Мысль о самоубийстве была и глупой, и излишне романтичной. Но в те времена
Какой я тогда была глупой и несчастной! Сейчас даже смешно и неловко вспоминать об этом. Но, когда я рыдала под колоннами Большого театра, под теми самыми колоннами, которые помнили великих артистов, мое сердце разрывалось от мучительной боли, от осознания своей никчемности и неудачливости. И самым жутким было то, что боль было не с кем разделить. Мне даже некому было пожаловаться!
Не знаю, чем бы закончился тот день да и как бы сложилась вся моя жизнь, если бы не Гельцер.
Екатерина Гельцер — это тогда было имя! Она была известна, ее знала вся Москва. Нарядная, как кукла, одухотворенно-красивая… Любая другая на ее месте прошла бы мимо плачущей дурочки. Она — не прошла.
Через много лет я подобрала Мальчика — больного, никому не нужного. Может быть, в ее глазах в тот момент я была такой же бездомной собачонкой, а, может, ей польстило мое наивное восхищение, не знаю. Но Гельцер взяла меня с собой. Она была настолько очаровательна, что легко преодолела мое смущение. Гельцер была изумительна. Мы дружили сорок лет, до самой ее смерти.
Гельцер показала мне театральную Москву. До этого я могла только стоять в толпе других поклонниц у театральных подъездов, издали смотреть на знаменитых артистов, а иногда, если везло встать поближе, получалось дотронуться до рукава — и это уже было небывалым счастьем. А с Гельцер я вошла в этот круг. Конечно, на вторых ролях — похоже, мне с самого начала были предназначены именно вторые роли! — в качестве ее почитательницы. Но я видела их всех вблизи, я могла разговаривать с ними! Мы ездили в «Яр», и я услышала, как поют совершенно настоящие цыгане — и это было чудесно. Гельцер брала меня на спектакли, и я пересмотрела все, что могла предложить Москва. «Мои университеты» — иначе то время и назвать нельзя.
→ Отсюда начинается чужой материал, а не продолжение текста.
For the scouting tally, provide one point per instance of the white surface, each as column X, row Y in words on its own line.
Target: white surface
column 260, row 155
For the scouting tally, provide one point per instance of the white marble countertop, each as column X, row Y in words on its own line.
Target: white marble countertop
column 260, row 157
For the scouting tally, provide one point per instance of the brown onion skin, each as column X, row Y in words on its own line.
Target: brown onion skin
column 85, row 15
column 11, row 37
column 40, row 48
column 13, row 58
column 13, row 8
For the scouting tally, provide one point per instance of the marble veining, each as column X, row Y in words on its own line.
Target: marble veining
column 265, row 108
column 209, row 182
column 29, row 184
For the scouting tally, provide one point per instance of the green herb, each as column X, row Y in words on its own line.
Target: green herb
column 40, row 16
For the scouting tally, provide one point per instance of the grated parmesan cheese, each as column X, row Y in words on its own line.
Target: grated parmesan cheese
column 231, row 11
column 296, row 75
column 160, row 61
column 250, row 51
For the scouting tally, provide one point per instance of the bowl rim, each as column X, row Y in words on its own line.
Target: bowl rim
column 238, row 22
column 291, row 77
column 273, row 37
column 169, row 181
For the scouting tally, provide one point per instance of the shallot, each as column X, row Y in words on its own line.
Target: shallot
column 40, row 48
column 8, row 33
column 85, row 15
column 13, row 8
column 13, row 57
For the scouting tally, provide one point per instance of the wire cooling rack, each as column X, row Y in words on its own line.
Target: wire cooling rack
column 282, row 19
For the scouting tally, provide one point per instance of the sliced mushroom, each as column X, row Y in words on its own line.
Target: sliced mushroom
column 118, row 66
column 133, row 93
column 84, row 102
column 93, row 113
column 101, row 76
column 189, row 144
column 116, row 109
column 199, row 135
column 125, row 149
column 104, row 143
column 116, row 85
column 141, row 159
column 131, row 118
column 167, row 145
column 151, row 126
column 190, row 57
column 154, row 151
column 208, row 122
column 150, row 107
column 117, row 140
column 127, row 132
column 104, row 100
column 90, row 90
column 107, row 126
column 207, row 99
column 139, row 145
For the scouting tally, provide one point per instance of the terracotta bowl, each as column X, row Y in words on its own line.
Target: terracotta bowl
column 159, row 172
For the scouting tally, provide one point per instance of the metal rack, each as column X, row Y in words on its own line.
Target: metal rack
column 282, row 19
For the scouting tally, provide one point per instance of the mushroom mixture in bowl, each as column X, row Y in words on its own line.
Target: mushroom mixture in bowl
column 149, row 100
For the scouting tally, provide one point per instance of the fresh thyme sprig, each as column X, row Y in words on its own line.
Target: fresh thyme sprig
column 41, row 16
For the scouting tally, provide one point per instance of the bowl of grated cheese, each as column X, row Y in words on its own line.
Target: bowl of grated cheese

Самым потрясающим были встречи с тогдашними знаменитостями. Знаете, я познакомилась с Маяковским, слышала, как он читает свои стихи. Такой одинокий, чуждый рафинированному окружению… Он читал сердцем, душой, всем существом своим. Он искренне верил в то, что писал, и это было тем более удивительно на фоне псевдоискренности вокруг. Маяковский был — титан, и стихи его были так же титанически, как он сам. Через много лет я услышала, как Качалов читал те же стихи, и сказала ему, что он «обомхатил» Маяковского. Я видела, как огорчился Качалов — не обиделся, он был слишком велик и добр, чтобы обижаться! — но губы его дрогнули, и дернулась бровь, он был расстроен. Я сама расстроилась из-за этого чуть не до слез, но даже великий Качалов не имел права так обращаться с Маяковским…
Актрису из меня сделала моя дорогая Павла Вульф, но это было позже. А вот с Гельцер я поняла, чего мне не хватало. Естественности! Именно Гельцер научила меня простой истине: роли нельзя играть, их нужно жить! Как просто звучит, и как сложно это сделать…
У Александра Грина есть рассказ о самоубийце, там главный герой изображает самоубийство перед кинокамерой. Он стреляет в себя, размахивает руками, корчит гримасы, бьется в судорогах… А потом встает и уходит. И уже после, рассказывая другу об этом, говорит, что однажды видел, как человек выстрелил в себя. Выстрелил — и упал плашмя. Молча. Просто. Упал — и все. И это было страшно, потому что — настоящее. Естественное.